12 Haziran 2007 Salı

Osmanlı Devletini Kuran Hanedanın Soykütüğü -II



Osmanlı kroniklerinde kuruluş dönemi ile ilgili karmaşık bilgiler aşağıda sıralanmıştır.

1. Yafes Meselesi
Semavî dinlerde, insanlığın ikinci atası olarak Nuh peygamberin adı geçer. Buna göre Tanrının tufan ile inançsızları cezalandırması sonucu, yeryüzünde yalnız Nuh ve ona inananlar kalmıştır. Kutsal kitaplarda Nuh’un oğulları Sâm, Hâm ve Yafes insanoğlunun ataları olarak sivrilmişlerdir.
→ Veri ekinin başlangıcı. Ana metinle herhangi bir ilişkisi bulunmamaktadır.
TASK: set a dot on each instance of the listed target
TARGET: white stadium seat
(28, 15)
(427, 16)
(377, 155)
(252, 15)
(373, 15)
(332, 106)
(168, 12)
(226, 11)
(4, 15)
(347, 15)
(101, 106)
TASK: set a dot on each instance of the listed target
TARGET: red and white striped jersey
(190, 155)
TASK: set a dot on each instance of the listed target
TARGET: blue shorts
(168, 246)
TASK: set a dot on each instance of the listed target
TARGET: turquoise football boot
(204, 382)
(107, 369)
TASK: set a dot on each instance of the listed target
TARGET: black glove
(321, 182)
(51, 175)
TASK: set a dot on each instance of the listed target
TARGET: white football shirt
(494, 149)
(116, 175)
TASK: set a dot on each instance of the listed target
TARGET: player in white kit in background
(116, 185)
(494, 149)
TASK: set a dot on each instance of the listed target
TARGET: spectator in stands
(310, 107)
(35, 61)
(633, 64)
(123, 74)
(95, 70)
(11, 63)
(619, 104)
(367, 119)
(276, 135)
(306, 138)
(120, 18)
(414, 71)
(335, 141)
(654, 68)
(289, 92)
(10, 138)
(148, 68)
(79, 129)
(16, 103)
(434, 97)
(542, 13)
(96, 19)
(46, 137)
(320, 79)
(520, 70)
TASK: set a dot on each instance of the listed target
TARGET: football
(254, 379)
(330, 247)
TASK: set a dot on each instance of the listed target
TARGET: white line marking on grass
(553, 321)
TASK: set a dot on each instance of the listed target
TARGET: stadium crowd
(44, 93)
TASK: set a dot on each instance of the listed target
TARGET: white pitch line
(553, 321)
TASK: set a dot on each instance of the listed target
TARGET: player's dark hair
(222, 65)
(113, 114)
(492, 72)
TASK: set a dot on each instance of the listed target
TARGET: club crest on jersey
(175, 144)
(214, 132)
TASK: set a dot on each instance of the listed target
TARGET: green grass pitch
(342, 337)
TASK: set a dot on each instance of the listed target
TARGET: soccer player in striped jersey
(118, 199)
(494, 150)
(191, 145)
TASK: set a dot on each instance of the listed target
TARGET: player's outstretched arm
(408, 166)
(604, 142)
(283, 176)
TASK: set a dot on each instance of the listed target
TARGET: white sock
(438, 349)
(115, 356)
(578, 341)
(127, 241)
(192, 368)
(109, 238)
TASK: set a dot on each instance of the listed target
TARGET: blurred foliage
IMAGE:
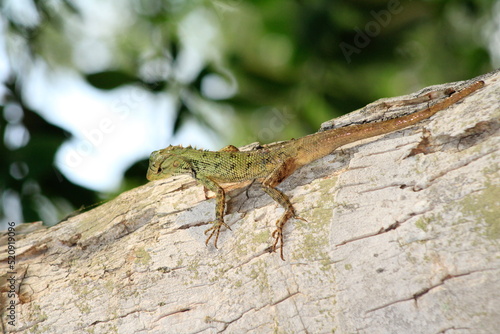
(295, 64)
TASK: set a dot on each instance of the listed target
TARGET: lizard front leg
(268, 185)
(220, 207)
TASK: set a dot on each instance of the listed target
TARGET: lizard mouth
(152, 171)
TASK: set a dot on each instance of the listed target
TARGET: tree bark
(402, 236)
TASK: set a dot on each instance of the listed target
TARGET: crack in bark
(424, 291)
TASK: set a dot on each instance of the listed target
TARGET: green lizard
(272, 164)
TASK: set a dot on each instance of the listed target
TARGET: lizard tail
(320, 144)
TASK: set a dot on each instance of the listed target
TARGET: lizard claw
(215, 230)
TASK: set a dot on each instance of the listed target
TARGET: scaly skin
(274, 163)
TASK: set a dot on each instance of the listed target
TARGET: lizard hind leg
(278, 175)
(215, 231)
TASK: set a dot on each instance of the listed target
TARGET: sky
(111, 130)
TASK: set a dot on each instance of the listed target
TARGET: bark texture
(402, 236)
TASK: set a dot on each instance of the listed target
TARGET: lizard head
(167, 162)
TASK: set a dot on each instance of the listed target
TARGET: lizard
(272, 164)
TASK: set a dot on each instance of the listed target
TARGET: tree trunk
(402, 236)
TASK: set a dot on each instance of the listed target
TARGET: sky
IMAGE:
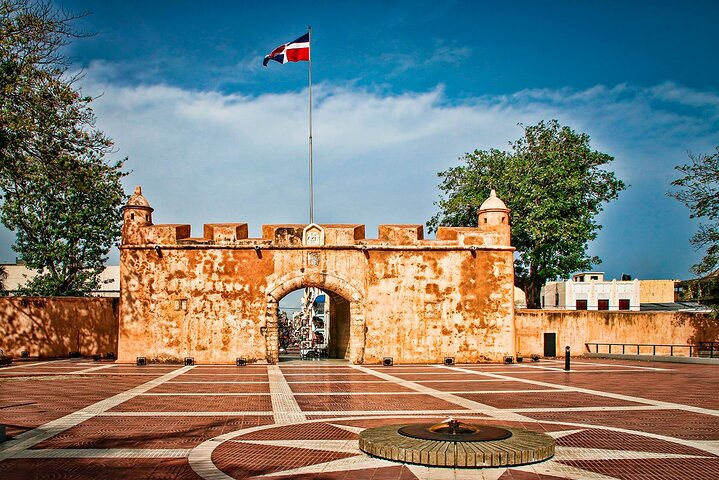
(401, 90)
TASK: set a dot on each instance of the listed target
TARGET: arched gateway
(215, 298)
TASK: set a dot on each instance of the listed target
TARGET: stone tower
(136, 214)
(493, 216)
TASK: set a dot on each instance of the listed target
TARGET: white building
(590, 291)
(18, 274)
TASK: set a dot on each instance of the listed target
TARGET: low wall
(54, 327)
(577, 327)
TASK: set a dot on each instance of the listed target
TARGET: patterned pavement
(97, 420)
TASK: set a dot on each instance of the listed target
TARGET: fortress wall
(56, 326)
(203, 303)
(214, 298)
(576, 327)
(427, 305)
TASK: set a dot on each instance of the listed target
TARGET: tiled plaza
(97, 420)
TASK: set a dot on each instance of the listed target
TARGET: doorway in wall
(313, 324)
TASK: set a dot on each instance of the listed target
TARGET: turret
(136, 214)
(494, 216)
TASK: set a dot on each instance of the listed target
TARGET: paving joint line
(616, 396)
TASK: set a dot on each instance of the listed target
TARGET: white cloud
(204, 156)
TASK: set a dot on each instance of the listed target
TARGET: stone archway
(339, 288)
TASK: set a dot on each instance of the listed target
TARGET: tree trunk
(533, 288)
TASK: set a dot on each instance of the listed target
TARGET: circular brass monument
(457, 444)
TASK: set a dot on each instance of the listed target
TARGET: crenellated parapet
(214, 296)
(492, 231)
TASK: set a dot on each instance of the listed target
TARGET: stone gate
(215, 297)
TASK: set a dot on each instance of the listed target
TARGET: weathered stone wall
(54, 327)
(215, 298)
(576, 327)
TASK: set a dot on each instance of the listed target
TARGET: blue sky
(402, 89)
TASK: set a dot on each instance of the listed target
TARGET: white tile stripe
(93, 369)
(284, 406)
(616, 396)
(105, 453)
(30, 438)
(34, 364)
(448, 397)
(332, 394)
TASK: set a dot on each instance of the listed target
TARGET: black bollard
(566, 358)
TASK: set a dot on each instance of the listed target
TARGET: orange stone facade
(215, 298)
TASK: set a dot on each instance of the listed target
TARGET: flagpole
(312, 219)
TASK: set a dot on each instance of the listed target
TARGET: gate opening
(313, 324)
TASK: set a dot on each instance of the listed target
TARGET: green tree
(60, 194)
(698, 189)
(555, 185)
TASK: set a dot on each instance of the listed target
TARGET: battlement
(493, 230)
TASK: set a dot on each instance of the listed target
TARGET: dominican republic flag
(296, 51)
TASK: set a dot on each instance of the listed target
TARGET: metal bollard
(566, 358)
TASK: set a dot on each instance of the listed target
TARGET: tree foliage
(698, 189)
(554, 184)
(60, 194)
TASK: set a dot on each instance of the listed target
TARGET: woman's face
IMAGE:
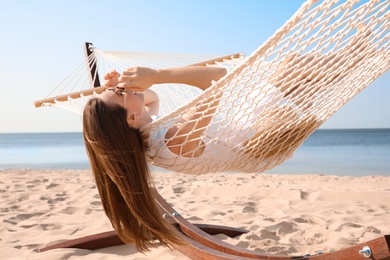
(132, 102)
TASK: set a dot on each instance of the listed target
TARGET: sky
(41, 42)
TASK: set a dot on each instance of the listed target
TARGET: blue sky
(42, 42)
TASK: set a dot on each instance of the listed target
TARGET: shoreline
(286, 214)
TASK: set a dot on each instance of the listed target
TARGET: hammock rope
(270, 101)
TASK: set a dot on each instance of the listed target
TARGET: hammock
(270, 101)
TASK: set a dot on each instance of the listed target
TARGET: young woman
(117, 148)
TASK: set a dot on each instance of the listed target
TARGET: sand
(286, 214)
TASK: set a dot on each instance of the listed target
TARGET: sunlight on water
(354, 152)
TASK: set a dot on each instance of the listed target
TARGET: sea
(349, 152)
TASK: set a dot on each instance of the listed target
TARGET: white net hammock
(270, 101)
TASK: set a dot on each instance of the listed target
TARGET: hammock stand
(200, 242)
(202, 245)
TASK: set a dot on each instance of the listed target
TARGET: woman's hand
(137, 78)
(111, 79)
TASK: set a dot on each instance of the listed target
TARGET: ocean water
(354, 152)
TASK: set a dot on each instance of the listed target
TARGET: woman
(117, 147)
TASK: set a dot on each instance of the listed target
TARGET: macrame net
(269, 102)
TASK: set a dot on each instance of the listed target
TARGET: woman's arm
(152, 102)
(140, 78)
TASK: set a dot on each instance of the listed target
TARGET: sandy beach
(285, 214)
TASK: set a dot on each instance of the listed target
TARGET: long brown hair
(117, 156)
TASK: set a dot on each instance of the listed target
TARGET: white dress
(223, 150)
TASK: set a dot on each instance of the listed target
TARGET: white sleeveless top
(221, 146)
Yeryüzündeki ırkların Nuh’un oğullarından türediği fikri hâkimdir ve ırklar bu üç isim etrafında tasnif edilmeye çalışılmıştır. Tevrat’ta Nuh’un bu üç oğlundan türeyen ırklar ayrıntılı olarak açıklanmıştır.[22] Buna göre, Yafes’ten beyaz ırk, Sam’dan Araplar ve İbraniler dahil olmak üzere Sami ırkı ve Ham’dan Kuzey Afrikalılar türemiştir. Bu bilgiler, diğer semavî dinlerde de etkili olmuştur. Türklerin Yafes soyuna dayandığına dair Tevrat’ta yer alan semit jenealojisi, Türk düşünce hayatında da yer edinmiştir.

Nuh’un oğullarına dayanan şecereler sayesinde, ırklar arasında kalıtımla geçen derece farkları ortaya çıkmıştır. Bu derecelendirme en üstün ırk ve  toplum anlayışını meşru kılmayı amaçlamıştır. Nuh soyu için, ırk saflığını korumak gibi adetlerin varlığına çeşitli kaynaklarda rastlanmaktadır. Bu, hem Yafes kökenden gelen Ariler için, hem de Sami bir kökenden gelen İbraniler için geçerlidir. Buna karşın Ham neslinden gelenler, babaları Nuh’un lanetine uğradıkları için kıyamete kadar Yafes ve Sam soyuna  hizmet etmeye mahkum olmuşlardır. Irkların saflığını ve üstünlüğünü korumak gerektiği fikri çeşitli yapılanmaları da beraberinde getirmiştir. Musevilerin ırkları dışında evlilik yapmaları yasak olduğu gibi, Ariler de benzer uygulamaları Hindistan’da yürütmüşler ve kast sistemini oluşmuşlardır. Kast sisteminin en üstünde Ari soyundan Brahmanler yer almıştır. Onların diğer kastlarla evlenmeleri bir yasaklanmıştır. Bu adetler, kavimlerin varlıklarını koruma güdülerini anlatır.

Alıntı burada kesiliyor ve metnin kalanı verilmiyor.